Konan N'Goran, un autre planteur, affirme l'avoir découvert."C'était pendant la saison sèche, je suis allé au champ.A mon retour du champ je suis allé au bord de l'eau", raconte ce trentenaire.Sur place, il voit "trois bougies et une machette bien tranchante" dans les herbes puis, plus loin, "un corps dans l'eau".

"Il était pratiquement nu, je ne sais pas si c'est son habit qu'ils ont pris et ont attaché à son cou.C'était un samedi", poursuit-il.

Lui et d'autres villageois prétendent que l'homme était noir.Mais Dougnon Adé, qui était de ceux qui l'ont par la suite inhumé, est catégorique: "c'est un homme blanc" et "grand", assure le paysan.Cependant "son corps, ils ont mis quelque chose dessus", comme du "vernis" ou de la "peinture", décrit-il.

Alerté de la macabre découverte, le chef de Yaokro s'était rendu à la gendarmerie de Saïoua.

"La gendarmerie est venue avec deux agents et un médecin faire les constats.Ils m'ont demandé d'avertir les villages qui sont proches pour qu'ils viennent regarder le corps"."Ils ne l'ont pas reconnu", alors les gendarmes "ont demandé de l'enterrer", se souvient Ernest Allou Kouamé."C'est comme ça que ça s'est passé".

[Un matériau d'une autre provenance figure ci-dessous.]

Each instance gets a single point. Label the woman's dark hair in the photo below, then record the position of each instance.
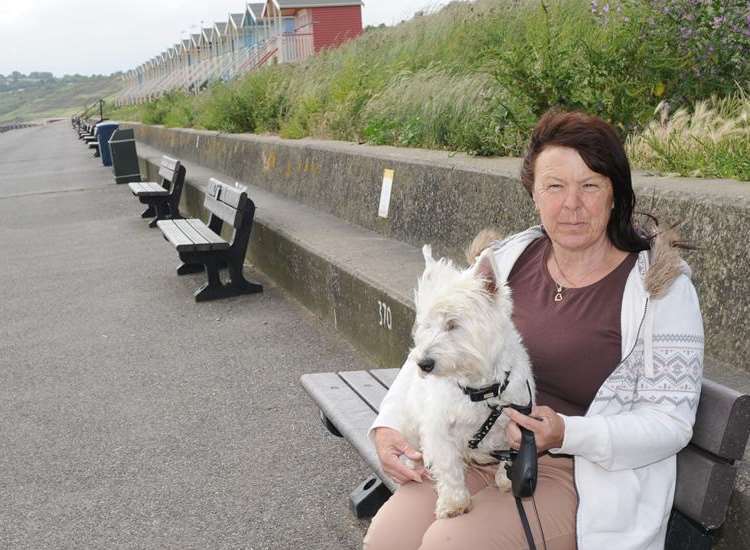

Au bord de l'eau, et dans l'attente des analyses ADN, le mystère reste entier.Dans la disparition de Guy-André Kieffer sont soupçonnés des proches de l'ex-président ivoirien Laurent Gbagbo et de son épouse Simone, arrêtés le 11 avril 2011 après une crise politique meurtrière.

Mais les militaires du secteur ne goûtent guère les conversations entre habitants et journalistes au bord d'une sépulture très sensible: dimanche après-midi, armés de kalachnikov, ils ont débarqué nombreux en pick-up et pris position sur le pont et la rive, bouclant la zone.